Conventional wisdom is that Primitivo was brought to California around 1968, and scientists at UC Davis declared it the same grape and wine we call Zinfandel in the US. But as far as I can tell–and there are at least a half-dozen versions of the “truth”–this “Italian” grape’s origins are actually from the Dalmatian coast of Croatia, the grape’s true name is Crljenak Kaštelanski, and it came to both the US and to California much earlier.

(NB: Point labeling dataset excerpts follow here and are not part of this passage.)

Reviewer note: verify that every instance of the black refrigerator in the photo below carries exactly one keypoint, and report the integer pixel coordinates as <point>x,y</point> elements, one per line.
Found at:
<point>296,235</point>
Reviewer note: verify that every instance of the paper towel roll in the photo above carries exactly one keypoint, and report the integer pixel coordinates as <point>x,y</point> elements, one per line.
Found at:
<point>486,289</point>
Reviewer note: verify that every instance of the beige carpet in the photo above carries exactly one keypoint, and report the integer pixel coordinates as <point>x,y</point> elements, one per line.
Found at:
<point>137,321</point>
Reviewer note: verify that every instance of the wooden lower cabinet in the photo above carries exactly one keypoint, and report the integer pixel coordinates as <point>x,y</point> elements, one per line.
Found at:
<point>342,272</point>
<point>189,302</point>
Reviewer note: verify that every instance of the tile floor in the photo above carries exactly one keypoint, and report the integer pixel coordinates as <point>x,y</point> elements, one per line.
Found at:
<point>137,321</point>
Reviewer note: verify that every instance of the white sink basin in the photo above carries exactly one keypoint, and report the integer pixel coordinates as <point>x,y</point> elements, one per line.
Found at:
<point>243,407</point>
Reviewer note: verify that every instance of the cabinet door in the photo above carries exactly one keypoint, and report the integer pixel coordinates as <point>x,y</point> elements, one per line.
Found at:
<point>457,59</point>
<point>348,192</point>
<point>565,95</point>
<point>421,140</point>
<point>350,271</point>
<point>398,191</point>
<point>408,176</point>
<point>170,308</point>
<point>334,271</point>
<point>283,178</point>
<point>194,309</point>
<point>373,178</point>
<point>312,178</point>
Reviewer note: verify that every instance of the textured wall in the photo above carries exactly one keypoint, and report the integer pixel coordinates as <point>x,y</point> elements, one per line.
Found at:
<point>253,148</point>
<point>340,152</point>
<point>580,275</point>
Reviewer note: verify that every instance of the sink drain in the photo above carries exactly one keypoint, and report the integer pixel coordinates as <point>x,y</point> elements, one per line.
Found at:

The UC Davis website says “Although the origin of the Zinfandel in California remains uncertain, the most plausible source seems to be the Austrian Imperial Nursery collection in Vienna, from where an amateur horticulturist named George Gibbs brought the grape to Long Island, New York, in the 1820’s. At that time, the Austrian Empire included the kingdom of Hungary, of which the territory now known as Croatia was a part. This source takes on particular significance given the discovery of ancient Zinfandel vines in Croatia in 2001.”
Nonetheless, this “original Italian version” Primitivo comes from the “Golden Knight” (Cavaliere D’Oro) winery in Puglia, dating back to the late 1400s.
A true value wine from an excellent vintage, it’s nicely acidic but lush with plum and blackberry flavors, and a nice long finish. I stuck mine in the fridge for 10 minutes to cool it just a little before tasting. Medium-bodied, it’s just bold enough without being overpowering, with just the right amount of tannin. It’s drinkable now.
For wine geeks, the grapes are cold-macerated before fermentation at 50 degrees for 1-2 days, then inoculated with cultured yeast. The juice is then fermented in steel and then aged eight months in barriques. For the rest of us, what you really need to know is that this is an about $10-12 max wine, and just magnificent for the price. Buy more than one if you find it!